The scenario I face regularly is this: I have made a change that needs to be deployed now. The linux/arm64 image is already in the registry and working correctly. I want to build a new linux/amd64 image from my laptop and push it without removing the existing linux/arm64 descriptor from the registry.

If I do a naive docker buildx build --platform linux/amd64 --push, the tag is replaced with a single-arch manifest pointing only to AMD64. The ARM64 image is gone from that tag. Any ARM64 node that pulls the tag will fail.

The fix is to use docker buildx imagetools create to compose a new multi-arch index from the individual descriptors. Here is the workflow:

Step 1: Build and push the AMD64 image under a staging tag.

docker buildx build \
  --platform linux/amd64 \
  --tag registry.example.com/myimage:amd64-staging \
  --push \
  .

Step 2: Inspect the current multi-arch manifest to confirm the ARM64 descriptor is still there.

docker buildx imagetools inspect registry.example.com/myimage:latest

This shows the image index with each architecture's digest. If the ARM64 descriptor is present, proceed.

Step 3: Merge the new AMD64 staging image with the existing ARM64 image into the target tag.

docker buildx imagetools create \
  --tag registry.example.com/myimage:latest \
  registry.example.com/myimage:amd64-staging \
  registry.example.com/myimage:latest@sha256:<arm64-digest>

The imagetools create command reads the listed sources and produces a new image index containing all their descriptors. Referencing the ARM64 image by its digest guarantees you get exactly the version you inspected, not whatever might be at the tag at the moment the command runs.

Step 4: Verify the result.

docker buildx imagetools inspect registry.example.com/myimage:latest

Confirm both linux/amd64 and linux/arm64 descriptors are present. Then delete the staging tag to keep the registry clean.

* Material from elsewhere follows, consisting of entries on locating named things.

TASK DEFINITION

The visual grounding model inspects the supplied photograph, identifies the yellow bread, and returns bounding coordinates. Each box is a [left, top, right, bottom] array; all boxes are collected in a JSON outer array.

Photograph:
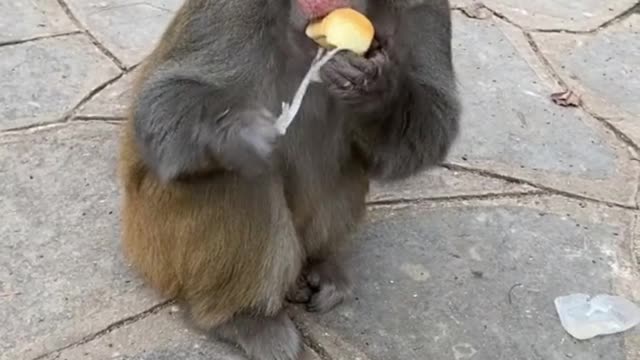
[[306, 8, 375, 55]]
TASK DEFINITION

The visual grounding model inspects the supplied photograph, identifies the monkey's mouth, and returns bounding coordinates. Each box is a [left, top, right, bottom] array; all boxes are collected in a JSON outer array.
[[297, 0, 350, 21]]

Why the registry itself can cause problems

One thing I learned the hard way is that not every registry handles multi-arch manifests cleanly. In my environment, I run a private registry backed by the standard Docker registry:2 image. Under aggressive garbage collection, OCI image indexes can be partially invalidated even when the blobs they reference still exist.

The symptom is a tag that appears in the registry but returns a manifest parsing error or a missing-layer error when you try to pull it. The root cause is usually that GC removed a blob referenced by the manifest, or that a tag was rewritten in a format the registry did not store cleanly.

A few things that help:

• Run garbage collection during low-traffic periods.
• Validate multi-arch tags immediately after a push by running docker manifest inspect from a separate machine.
• Keep a backup of the digest for each architecture before doing any manifest manipulation. Digests are content-addressed and immutable; you can always reconstruct a tag from them.

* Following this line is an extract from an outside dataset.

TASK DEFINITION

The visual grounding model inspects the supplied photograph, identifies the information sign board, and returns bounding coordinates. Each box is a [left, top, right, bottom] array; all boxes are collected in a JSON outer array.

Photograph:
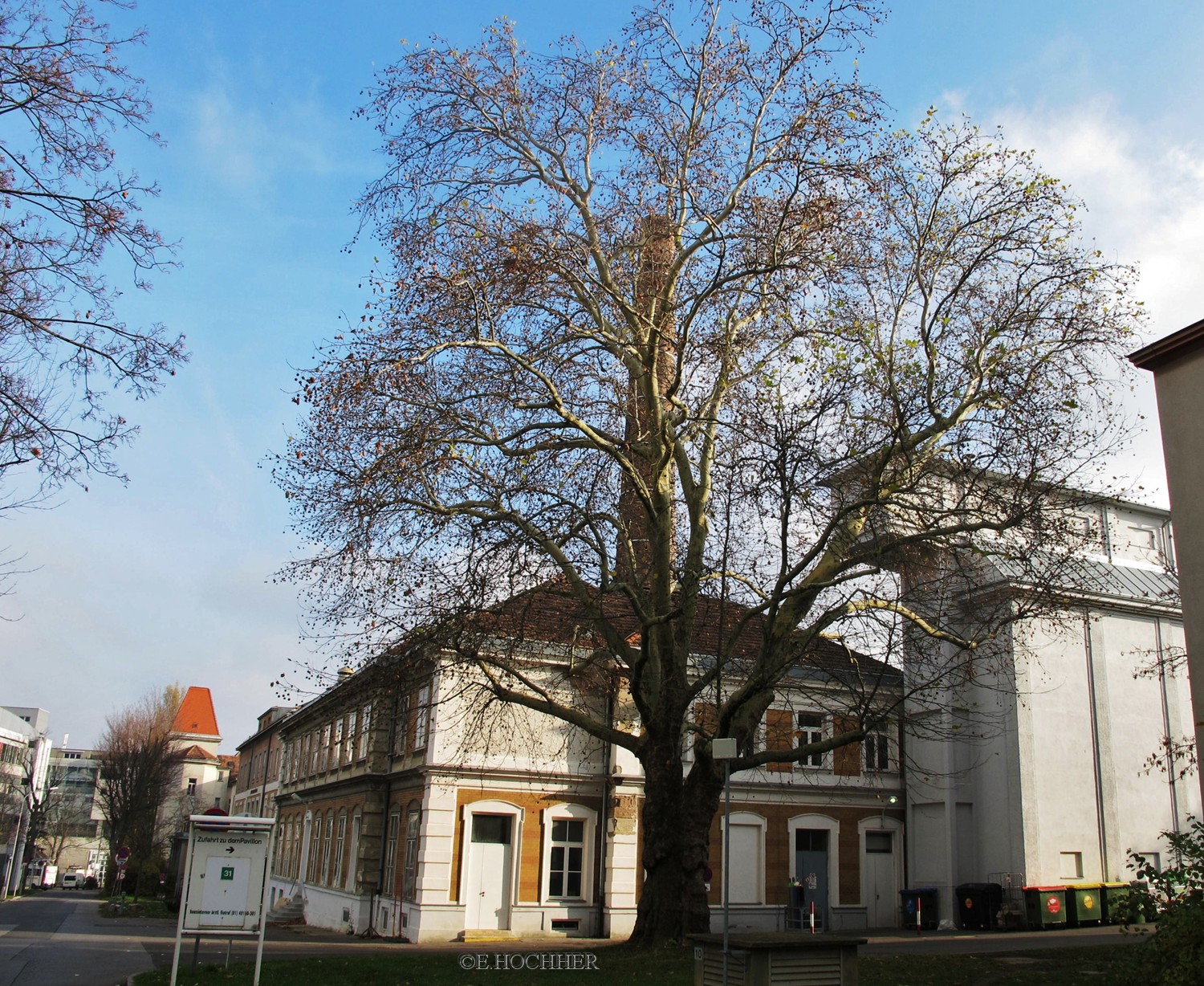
[[185, 825, 272, 933], [171, 814, 276, 986]]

The long-term goal: native ARM64 builds in CI

Building ARM64 images from QEMU on an AMD64 laptop is a workaround, not a permanent solution. The right answer is a native ARM64 build node.

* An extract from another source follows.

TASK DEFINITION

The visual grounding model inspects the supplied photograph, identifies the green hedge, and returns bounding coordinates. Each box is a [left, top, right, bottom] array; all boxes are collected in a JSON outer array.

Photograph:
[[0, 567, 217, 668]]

The Hetzner cax instances I already use in the cluster are ARM64. A cax21 instance costs roughly a few euros per month and can function as a docker buildx builder node using the remote or kubernetes buildx driver. Once that is in place, a CI pipeline can build both architectures natively and push a proper multi-arch manifest in a single step, without any manual digest tracking.

Until then, the staging-and-merge workflow described above is the practical path for keeping both architectures available under the same tag.

Summary

• Container images are architecture-specific; a multi-arch manifest lets one tag serve both ARM64 and AMD64 nodes.
• docker buildx build --platform linux/amd64,linux/arm64 builds both at once, but requires either QEMU or a native builder for the non-native architecture.
• When updating only one architecture, use docker buildx imagetools create to merge the new descriptor with the preserved descriptor from the other architecture.
• Always reference the other architecture by digest, not by tag, during the merge.
• Validate the result immediately after pushing; registry GC and format mismatches can leave a tag broken without obvious errors.
• The permanent solution is a native builder for each target architecture.